Anatomy of a Boot, a QEMU perspective
Have you ever wondered about the process a machine goes through to get to the point of a usable system? This post will give an overview of how machines boot and how this matters to QEMU. We will discuss firmware and BIOSes and the things they do before the OS kernel is loaded and your usable system is finally ready.
Firmware
When a CPU is powered up it knows nothing about its environment. The internal state, including the program counter (PC), will be reset to a defined set of values and it will attempt to fetch the first instruction and execute it. It is the job of the firmware to bring a CPU up from the initial few instructions to running in a relatively sane execution environment. Firmware tends to be specific to the hardware in question and is stored on non-volatile memory (memory that survives a power off), usually a ROM or flash device on the computers main board.
Some examples of what firmware does include:
Early Hardware Setup
Modern hardware often requires configuring before it is usable. For example most modern systems won’t have working RAM until the memory controller has been programmed with the correct timings for whatever memory is installed on the system. Processors may boot with a very restricted view of the memory map until RAM and other key peripherals have been configured to appear in its address space. Some hardware may not even appear until some sort of blob has been loaded into it so it can start responding to the CPU.
Fortunately for QEMU we don’t have to worry too much about this very low level configuration. The device model we present to the CPU at start-up will generally respond to IO access from the processor straight away.
BIOS or Firmware Services
In the early days of the PC era the BIOS or Basic Input/Output System provided an abstraction interface to the operating system which allowed the OS to do basic IO operations without having to directly drive the hardware. Since then the scope of these firmware services has grown as systems become more and more complex.
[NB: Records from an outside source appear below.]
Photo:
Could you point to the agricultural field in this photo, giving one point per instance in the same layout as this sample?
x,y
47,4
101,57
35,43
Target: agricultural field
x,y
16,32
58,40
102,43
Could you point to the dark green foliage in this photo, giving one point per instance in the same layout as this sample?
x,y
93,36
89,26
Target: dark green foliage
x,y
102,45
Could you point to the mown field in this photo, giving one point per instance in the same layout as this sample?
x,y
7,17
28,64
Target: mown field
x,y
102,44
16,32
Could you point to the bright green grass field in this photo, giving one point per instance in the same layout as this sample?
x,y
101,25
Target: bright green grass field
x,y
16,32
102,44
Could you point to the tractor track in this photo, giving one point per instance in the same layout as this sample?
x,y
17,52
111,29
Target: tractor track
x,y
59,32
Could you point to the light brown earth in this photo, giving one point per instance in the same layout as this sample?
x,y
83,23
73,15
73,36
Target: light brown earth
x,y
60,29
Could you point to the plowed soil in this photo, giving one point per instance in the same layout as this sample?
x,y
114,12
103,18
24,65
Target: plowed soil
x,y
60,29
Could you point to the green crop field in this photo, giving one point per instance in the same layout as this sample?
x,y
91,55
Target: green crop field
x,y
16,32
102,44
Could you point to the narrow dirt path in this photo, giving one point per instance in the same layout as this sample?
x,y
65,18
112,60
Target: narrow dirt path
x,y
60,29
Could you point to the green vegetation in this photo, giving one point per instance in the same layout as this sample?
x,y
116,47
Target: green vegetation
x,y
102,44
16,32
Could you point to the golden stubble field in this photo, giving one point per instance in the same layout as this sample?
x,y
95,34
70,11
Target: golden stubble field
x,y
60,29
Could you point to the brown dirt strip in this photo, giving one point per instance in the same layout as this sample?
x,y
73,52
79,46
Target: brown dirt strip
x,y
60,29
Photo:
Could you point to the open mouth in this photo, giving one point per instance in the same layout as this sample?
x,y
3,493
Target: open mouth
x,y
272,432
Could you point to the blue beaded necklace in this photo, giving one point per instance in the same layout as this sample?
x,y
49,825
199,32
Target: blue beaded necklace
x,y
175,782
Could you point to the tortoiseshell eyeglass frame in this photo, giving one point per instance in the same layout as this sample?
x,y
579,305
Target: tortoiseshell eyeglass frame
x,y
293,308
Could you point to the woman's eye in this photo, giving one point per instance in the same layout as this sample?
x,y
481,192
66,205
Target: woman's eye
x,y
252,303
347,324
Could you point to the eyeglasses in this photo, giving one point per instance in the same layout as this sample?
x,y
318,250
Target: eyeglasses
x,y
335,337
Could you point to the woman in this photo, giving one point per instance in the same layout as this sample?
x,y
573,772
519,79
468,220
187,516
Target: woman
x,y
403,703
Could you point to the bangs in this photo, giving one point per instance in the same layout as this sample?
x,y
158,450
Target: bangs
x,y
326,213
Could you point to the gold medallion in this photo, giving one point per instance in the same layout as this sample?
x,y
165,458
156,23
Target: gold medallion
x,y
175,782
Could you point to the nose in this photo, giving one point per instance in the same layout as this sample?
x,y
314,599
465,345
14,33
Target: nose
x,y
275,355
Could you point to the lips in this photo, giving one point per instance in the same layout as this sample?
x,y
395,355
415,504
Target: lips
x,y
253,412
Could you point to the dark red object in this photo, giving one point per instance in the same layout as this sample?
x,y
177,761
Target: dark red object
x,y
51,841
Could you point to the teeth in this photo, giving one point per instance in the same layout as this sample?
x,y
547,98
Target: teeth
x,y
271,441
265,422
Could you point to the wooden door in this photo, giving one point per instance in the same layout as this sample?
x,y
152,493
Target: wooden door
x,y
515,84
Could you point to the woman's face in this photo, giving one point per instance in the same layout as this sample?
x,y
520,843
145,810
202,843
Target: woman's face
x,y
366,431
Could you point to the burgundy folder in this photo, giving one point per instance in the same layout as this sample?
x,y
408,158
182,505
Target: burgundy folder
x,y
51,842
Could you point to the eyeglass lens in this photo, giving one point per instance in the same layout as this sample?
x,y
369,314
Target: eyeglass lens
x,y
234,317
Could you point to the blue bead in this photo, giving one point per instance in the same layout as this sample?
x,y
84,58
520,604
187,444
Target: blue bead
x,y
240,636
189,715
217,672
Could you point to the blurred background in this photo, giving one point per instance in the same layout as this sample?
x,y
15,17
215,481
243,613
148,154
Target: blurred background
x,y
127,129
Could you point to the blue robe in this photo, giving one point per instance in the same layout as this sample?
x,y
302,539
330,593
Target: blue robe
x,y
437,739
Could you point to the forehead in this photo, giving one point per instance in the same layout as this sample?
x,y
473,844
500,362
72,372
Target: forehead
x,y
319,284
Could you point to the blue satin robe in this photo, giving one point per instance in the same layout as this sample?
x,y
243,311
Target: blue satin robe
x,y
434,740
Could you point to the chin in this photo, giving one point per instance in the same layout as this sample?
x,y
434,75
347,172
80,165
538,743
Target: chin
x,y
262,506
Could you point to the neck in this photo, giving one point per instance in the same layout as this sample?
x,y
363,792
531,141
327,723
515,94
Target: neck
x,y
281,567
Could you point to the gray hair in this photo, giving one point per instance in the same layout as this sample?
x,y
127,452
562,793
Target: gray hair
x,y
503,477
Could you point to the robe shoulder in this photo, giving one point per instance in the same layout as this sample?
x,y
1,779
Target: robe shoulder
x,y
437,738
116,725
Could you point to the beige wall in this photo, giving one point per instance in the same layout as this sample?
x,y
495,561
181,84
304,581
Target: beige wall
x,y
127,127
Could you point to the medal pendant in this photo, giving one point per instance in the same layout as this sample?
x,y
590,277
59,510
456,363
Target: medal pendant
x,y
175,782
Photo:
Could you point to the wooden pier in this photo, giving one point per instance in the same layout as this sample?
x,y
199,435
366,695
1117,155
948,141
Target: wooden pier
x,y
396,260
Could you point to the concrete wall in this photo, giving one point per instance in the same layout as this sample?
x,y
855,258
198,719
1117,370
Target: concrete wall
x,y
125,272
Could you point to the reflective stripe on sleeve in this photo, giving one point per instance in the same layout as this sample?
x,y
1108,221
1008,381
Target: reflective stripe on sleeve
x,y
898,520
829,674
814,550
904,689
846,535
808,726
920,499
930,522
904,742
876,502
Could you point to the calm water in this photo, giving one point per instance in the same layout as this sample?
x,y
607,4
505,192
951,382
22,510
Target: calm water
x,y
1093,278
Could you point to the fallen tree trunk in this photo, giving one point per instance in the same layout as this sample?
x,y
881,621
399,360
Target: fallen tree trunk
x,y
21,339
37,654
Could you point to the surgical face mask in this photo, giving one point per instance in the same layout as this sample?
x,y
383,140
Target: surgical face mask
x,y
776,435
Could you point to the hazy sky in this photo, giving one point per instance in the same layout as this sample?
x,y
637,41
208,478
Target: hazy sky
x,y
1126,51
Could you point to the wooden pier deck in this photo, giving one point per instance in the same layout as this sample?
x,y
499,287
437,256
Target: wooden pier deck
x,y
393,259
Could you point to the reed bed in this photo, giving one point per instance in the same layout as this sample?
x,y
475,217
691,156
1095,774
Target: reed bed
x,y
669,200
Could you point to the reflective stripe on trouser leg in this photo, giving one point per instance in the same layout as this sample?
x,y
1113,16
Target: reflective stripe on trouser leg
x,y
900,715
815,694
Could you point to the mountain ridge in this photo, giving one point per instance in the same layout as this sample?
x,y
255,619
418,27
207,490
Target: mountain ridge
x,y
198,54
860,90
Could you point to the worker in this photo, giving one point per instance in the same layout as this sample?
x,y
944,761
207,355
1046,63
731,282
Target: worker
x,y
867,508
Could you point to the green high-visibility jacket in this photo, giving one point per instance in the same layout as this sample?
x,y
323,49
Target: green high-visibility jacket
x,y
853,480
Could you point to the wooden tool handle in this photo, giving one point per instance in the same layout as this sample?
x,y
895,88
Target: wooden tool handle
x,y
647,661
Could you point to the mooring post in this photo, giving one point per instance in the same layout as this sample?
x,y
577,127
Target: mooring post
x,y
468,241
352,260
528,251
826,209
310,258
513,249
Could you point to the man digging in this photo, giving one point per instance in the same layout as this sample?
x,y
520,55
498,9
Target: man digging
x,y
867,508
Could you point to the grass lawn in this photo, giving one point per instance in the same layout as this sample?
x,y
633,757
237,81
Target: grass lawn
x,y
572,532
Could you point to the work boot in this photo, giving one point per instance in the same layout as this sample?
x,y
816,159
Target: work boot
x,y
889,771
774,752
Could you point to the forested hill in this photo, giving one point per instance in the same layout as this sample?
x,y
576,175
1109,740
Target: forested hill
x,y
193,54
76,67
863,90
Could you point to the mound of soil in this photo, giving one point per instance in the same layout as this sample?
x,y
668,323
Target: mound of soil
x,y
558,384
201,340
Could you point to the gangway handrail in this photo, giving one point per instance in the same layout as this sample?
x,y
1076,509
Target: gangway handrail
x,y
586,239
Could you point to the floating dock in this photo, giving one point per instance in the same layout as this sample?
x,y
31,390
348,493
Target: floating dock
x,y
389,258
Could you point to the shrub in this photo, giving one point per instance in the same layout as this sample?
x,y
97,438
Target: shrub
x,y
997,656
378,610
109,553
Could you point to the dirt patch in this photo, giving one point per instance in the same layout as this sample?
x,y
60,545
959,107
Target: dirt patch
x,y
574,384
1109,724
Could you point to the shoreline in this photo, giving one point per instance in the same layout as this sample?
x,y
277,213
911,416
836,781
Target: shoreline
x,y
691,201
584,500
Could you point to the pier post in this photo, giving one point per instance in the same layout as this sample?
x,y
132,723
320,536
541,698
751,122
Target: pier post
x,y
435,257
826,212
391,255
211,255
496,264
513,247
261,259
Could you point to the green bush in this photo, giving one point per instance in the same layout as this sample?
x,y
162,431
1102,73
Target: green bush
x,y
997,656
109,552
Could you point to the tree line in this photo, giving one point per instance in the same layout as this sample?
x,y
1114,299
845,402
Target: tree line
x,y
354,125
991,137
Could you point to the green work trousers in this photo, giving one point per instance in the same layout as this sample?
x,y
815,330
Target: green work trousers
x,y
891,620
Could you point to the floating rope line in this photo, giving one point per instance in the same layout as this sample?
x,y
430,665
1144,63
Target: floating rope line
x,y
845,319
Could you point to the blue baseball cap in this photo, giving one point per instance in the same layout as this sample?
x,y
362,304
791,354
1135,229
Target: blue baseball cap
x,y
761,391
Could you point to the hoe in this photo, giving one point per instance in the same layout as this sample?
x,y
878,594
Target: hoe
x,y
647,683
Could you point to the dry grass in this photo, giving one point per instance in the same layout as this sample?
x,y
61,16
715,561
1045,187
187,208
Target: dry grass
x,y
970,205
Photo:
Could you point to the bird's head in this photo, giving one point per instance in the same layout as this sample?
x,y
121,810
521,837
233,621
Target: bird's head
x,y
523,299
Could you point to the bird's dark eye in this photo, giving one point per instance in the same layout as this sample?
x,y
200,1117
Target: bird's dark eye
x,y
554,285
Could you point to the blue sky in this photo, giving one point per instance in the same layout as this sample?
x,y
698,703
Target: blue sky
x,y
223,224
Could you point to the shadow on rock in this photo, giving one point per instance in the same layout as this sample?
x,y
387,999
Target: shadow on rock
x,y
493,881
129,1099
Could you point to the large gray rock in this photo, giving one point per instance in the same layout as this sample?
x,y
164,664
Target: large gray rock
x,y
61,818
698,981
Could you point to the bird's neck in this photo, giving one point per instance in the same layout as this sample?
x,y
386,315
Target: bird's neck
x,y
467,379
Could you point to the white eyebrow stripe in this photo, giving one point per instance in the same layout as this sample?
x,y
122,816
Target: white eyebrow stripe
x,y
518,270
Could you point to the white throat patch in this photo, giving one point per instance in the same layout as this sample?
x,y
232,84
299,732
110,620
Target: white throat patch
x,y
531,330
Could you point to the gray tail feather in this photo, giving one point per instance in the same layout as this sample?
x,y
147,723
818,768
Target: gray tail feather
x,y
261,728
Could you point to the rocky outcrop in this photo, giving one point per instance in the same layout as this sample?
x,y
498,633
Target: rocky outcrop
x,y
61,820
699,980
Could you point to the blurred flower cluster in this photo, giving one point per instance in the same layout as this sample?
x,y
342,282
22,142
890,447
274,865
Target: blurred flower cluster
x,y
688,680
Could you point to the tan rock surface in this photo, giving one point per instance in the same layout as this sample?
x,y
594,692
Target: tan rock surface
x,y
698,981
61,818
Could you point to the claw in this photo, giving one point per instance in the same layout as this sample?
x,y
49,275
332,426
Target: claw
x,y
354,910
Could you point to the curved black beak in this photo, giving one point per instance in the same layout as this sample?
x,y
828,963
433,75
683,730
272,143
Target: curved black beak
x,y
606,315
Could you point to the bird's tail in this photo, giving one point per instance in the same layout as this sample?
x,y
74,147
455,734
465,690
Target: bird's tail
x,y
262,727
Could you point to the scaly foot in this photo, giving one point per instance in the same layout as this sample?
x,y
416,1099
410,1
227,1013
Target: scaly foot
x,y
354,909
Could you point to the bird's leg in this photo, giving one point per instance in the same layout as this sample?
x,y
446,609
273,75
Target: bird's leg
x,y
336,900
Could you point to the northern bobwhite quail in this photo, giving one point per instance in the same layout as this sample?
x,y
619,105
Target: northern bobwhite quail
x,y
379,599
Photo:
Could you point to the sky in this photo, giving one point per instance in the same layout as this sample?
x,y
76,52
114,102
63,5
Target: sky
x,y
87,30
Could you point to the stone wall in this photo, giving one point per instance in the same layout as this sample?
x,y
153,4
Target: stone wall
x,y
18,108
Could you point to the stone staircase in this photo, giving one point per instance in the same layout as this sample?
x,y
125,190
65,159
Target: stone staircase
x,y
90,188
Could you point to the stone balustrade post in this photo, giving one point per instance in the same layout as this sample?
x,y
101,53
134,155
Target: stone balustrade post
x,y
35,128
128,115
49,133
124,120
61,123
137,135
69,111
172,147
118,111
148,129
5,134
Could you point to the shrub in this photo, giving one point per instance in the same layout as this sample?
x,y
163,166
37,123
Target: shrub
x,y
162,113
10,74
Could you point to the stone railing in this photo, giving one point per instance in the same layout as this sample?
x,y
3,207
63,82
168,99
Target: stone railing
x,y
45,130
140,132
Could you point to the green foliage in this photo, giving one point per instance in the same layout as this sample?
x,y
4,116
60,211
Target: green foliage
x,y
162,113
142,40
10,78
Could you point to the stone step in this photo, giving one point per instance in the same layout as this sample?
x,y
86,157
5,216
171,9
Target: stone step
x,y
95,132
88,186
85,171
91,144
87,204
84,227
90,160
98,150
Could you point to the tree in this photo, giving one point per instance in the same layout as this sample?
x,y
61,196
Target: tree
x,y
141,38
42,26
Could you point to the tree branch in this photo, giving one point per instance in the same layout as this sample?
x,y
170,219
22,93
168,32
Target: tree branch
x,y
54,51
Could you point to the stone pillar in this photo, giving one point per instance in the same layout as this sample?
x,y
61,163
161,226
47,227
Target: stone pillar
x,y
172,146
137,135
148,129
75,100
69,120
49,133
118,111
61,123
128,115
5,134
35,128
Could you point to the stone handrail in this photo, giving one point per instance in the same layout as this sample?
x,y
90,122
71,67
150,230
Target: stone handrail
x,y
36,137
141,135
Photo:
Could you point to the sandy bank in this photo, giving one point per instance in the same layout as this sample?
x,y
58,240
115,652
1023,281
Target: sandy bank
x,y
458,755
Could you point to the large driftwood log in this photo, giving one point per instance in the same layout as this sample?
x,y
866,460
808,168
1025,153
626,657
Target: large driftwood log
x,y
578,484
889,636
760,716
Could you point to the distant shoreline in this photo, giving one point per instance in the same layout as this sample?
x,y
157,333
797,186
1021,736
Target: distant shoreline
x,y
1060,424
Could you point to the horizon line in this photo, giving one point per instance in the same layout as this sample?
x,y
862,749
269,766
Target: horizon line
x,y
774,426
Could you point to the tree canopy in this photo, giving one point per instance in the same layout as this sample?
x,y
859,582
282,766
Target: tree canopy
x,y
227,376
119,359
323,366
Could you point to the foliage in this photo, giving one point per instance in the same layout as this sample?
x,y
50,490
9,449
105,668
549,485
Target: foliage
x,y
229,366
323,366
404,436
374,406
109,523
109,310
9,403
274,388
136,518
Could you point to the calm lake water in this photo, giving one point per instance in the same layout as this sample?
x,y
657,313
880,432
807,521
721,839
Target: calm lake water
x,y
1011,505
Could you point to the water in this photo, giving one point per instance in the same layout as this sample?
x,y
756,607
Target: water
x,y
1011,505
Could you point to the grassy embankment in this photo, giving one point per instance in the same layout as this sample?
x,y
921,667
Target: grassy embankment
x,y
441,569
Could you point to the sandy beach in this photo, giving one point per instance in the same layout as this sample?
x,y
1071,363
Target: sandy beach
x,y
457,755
Modern firmware often follows the Unified Extensible Firmware Interface (UEFI) which provides services like secure boot, persistent variables and external time-keeping.
There can often be multiple levels of firmware service functions. For example systems which support secure execution enclaves generally have a firmware component that executes in this secure mode which the operating system can call in a defined secure manner to undertake security sensitive tasks on its behalf.
Hardware Enumeration
It is easy to assume that modern hardware is built to be discoverable and all the operating system needs to do is enumerate the various buses on the system to find out what hardware exists. While buses like PCI and USB do support discovery there is usually much more on a modern system than just these two things.
This process of discovery can take some time as devices usually need to be probed and some time allowed for the buses to settle and the probe to complete. For purely virtual machines operating in on-demand cloud environments you may operate with stripped down kernels that only support a fixed expected environment so they can boot as fast as possible.
In the embedded world it used to be acceptable to have a similar custom compiled kernel which knew where everything is meant to be. However this was a brittle approach and not very flexible. For example a general purpose distribution would have to ship a special kernel for each variant of hardware you wanted to run on. If you try and use a kernel compiled for one platform that nominally uses the same processor as another platform the result will generally not work.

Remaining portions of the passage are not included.